А еще в начале весны Илья Ефимович писал портрет своего друга, к которому всегда чувствовал какую-то особую нежность, Модеста Петровича Мусоргского, писал его в больнице. Портрет получился предсмертным. Модест Петрович лечился от приступа белой горячки в военном госпитале, и дело, казалось, шло на поправку, и вдруг такая трагедия! Скончался Мусоргский в середине марта.

А уж по городу тут же поползли слухи. Сглазил, забрал душу, высосал, замуровал в полотне. Слухи и простонародные суеверия. А все ж неприятно. И горничная с кухаркой об этом шепчутся.

И все это, казалось, клубилось в воздухе удушливым мрачным дымом, наполняя собой и мастерскую, в которой Илья Ефимович работал над набросками к новой картине.

То ли события эти кровавые толкнули его к работе над Иваном Грозным, то ли недавние испанские впечатления от боя быков… Илья Ефимович до сих пор словно воочию видел этот пир смерти и ужаса. Милые, добрые, невероятно тактичные испанцы превращались на корриде в кровожадных первобытных варваров. Толпа ревела, как море. Ладони трещали, как митральезы, и оскаленные зубы на загорелых рожах представляли живой ад. Поистине, несчастья, живая смерть, убийства и кровь составляют такую влекущую к себе силу, что противостоять ей могут только высококультурные личности.

А может, услышанная недавно «Месть» Римского-Корсакова натолкнула его на эту идею, очень уж хотелось живописными средствами передать силу чувств, накал страстей, столь изумительно сильно переданных музыкой. А скорее все вместе. Но задумал Илья Ефимович большое полотно, Иван Грозный в самый момент совершения ужаснейшего, кровавого своего злодеяния, в момент убийства собственного сына, царевича Ивана. А точнее, сразу же после него, когда ужас содеянного охватывает детоубийцу, держащего в своих объятиях гибнущего, истекающего кровью родного сына.

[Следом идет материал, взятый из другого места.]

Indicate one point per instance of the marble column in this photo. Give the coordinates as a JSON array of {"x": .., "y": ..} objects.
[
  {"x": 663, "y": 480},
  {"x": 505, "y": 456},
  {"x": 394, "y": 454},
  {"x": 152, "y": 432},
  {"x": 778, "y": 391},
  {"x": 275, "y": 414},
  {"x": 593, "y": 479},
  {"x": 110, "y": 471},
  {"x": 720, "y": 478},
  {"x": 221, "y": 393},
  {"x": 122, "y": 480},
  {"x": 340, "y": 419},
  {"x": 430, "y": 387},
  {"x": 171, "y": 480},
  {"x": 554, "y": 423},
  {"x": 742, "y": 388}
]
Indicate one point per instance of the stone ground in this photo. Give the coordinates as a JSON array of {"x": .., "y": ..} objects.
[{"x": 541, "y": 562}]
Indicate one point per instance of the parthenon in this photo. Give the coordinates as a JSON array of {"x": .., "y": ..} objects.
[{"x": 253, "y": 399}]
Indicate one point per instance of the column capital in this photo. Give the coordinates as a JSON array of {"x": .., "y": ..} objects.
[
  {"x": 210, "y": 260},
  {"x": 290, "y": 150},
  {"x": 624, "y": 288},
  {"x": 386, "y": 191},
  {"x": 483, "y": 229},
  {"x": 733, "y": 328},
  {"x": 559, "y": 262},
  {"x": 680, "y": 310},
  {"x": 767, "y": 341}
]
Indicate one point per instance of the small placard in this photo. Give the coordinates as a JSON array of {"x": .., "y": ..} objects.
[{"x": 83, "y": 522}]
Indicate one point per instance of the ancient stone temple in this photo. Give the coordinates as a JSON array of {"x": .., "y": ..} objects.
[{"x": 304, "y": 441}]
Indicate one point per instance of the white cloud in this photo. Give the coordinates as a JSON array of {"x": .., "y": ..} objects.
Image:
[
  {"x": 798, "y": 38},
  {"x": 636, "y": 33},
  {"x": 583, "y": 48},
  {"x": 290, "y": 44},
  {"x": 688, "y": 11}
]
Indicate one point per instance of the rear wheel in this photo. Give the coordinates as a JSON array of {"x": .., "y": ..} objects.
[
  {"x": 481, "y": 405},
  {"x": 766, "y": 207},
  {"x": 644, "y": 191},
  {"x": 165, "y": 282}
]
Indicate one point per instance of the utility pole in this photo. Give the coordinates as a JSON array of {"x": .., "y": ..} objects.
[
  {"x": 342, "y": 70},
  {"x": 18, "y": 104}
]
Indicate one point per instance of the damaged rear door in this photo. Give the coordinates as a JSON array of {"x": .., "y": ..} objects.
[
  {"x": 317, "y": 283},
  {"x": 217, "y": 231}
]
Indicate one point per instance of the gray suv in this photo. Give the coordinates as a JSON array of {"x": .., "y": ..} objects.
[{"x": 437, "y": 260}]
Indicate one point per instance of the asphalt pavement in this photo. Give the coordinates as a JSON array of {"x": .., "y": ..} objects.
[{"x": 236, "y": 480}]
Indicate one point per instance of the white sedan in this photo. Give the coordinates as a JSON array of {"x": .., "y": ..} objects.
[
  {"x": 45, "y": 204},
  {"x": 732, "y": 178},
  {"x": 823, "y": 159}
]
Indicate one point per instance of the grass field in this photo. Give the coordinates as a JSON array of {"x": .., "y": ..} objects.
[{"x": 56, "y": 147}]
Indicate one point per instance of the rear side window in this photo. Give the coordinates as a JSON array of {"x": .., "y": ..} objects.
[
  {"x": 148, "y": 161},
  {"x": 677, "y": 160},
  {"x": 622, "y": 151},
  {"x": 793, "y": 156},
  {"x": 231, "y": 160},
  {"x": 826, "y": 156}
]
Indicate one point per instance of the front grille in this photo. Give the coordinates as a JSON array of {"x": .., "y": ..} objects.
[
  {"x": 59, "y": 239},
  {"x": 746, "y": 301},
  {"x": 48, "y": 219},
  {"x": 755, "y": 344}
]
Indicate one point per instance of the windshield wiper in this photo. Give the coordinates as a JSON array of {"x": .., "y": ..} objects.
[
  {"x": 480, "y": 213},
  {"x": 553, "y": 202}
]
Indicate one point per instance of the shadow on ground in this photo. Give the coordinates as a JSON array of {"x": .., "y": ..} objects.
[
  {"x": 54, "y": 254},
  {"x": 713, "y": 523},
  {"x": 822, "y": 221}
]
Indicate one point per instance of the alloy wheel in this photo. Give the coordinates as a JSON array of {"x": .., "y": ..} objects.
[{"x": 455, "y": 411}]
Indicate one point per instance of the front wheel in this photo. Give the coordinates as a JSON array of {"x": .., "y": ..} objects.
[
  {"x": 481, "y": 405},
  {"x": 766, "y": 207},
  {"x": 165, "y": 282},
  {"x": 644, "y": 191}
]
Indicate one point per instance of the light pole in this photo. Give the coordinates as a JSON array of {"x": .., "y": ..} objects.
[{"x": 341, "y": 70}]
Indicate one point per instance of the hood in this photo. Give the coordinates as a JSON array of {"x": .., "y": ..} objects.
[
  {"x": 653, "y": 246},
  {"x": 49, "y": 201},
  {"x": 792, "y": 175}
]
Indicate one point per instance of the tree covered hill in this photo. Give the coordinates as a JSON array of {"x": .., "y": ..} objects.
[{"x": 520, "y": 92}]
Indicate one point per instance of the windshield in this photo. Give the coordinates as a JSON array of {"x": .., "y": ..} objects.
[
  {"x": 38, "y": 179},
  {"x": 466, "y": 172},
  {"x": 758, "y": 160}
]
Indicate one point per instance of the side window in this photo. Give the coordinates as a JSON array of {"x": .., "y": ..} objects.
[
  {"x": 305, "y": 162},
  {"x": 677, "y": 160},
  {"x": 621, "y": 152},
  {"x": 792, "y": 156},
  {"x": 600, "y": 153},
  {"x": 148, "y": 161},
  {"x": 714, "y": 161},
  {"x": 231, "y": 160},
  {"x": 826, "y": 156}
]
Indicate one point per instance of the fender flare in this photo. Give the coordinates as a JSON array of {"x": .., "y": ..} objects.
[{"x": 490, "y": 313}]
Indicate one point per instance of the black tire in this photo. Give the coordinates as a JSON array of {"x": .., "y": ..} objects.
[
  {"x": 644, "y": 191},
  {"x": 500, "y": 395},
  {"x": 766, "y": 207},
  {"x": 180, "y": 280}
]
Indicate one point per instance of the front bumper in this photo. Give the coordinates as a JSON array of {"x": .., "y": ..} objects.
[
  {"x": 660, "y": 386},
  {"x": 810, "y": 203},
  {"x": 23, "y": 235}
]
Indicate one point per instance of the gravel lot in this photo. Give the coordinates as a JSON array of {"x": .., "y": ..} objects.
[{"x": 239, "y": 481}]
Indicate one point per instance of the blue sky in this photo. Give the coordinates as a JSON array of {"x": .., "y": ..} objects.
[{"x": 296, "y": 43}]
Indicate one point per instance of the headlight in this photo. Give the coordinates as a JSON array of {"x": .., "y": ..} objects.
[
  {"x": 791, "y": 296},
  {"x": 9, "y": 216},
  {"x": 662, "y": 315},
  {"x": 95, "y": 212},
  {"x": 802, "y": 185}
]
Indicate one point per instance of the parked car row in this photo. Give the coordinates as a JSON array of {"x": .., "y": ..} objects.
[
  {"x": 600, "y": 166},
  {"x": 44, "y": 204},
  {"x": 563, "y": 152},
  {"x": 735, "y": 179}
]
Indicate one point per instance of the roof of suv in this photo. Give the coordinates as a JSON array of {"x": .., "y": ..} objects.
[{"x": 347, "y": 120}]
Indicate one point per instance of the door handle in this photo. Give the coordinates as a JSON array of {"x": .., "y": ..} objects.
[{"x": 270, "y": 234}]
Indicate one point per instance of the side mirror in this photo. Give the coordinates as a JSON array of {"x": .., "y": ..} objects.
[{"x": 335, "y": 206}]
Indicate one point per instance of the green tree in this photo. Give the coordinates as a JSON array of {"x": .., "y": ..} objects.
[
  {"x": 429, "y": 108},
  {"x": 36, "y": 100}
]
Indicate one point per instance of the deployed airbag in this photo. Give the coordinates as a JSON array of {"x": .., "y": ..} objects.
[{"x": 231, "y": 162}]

Очень хотелось Илье Ефимовичу воплотить в живописи рожденное музыкой Римского-Корсакова настроение. А сюжет он позаимствовал у Карамзина, красочно описавшего события, то ли имевшие место быть, то ли нет, шестнадцатого ноября тысяча пятьсот восемьдесят первого года. В этом году, можно сказать, «юбилей».

Илья Ефимович встряхнулся, отгоняя тревожные, гнетущие мысли, и взялся за карандаш.

Идея картины влекла его, звала за собой, словно давая выход накопившемуся в душе ужасу увиденного и пережитого. Гнетущие впечатления тяжело начавшегося года, трансформируясь глубоко в душе, находили спасительный выход в работе, наполняя трепетной, страстной энергией, даря какое-то горячечное возбуждение. Даже выглядывая в окно, Илья Ефимович видел не современную Москву с экипажами и чистой публикой, а ту глухую, с лабазами, высокими заборами, боярскими палатами, деревянными мостовыми, по которой проносились с гиканьем лихие опричники, пугая торопливых прохожих, заставляя, испуганно крестясь, жаться к заборам бородатых мужиков и румяных, ярко принаряженных баб в платках и киках.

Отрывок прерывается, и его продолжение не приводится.